April 8th 2008
Bush
According to a recent survey, 61% of the top historians in the U.S. rank George W. Bush as the worst president ever. When the president was told about it, he said he still has some months to convince the other 39%.
According to a Russian newspaper, a sniper located in the airport roof that was in charge of protecting the plane where President Bush arrived, pulled his pants down and went number two without leaving his post. Apparently, that is part of Russia’s sniper training, to create a body-double of your protected subject to confuse people.
Obama
While campaigning in Butte, Montana, Obama refused a shoe-shine from a local hero there.

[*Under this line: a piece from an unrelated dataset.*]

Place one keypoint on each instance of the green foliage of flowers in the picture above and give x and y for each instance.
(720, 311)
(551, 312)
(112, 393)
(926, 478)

Apparently, Barak didn’t want to show his shoe size because people will immediately realize what half of him is white.
Probably, all politicians hate shoe-shining in public because they do not want people to see the kind of shoes they wear to work: clown shoes.
Olympics
The Olympic torch was extinguished several times as it traveled through Paris. Apparently, the French air of superiority kept putting it out.
The Olympic torch was extinguished several times as it traveled through Paris. Apparently, the high price of oil is affecting everybody.
Fergie
Singer Fergie confessed that she drinks vinegar to have a six pack stomach. Ironically, men need another kind of six pack to be able to put up with her bad breath, now.
Singer Fergie confessed that she drinks vinegar to have a six pack stomach. Judging by her face, we all thought the only celebrity drinking vinegar was Renée Zellweger.
Women
A new study from the University of Michigan shows that having a husband creates an extra seven hours of extra housework a week for women. But in all fairness, wives still have more free time, because they do not have sex anymore.
Gas
The U.S. will have this summer the first drop in motor fuel consumption since 1991. Apparently, Americans do not need gas anymore because they do not have jobs to drive to.
Ashcroft
Former Attorney General John Ashcroft drew the ire of students at liberal Skidmore College this week when he confused the name of Barack Obama with that of Osama bin Laden. I don’t think Ashcroft got it, because he immediately apologized to Osama.
Police
A man in Pennsylvania lost more than 200 lbs. to be able to become a policeman. The man is expected to regain the weight back in two weeks after a strict diet of donuts and pizza.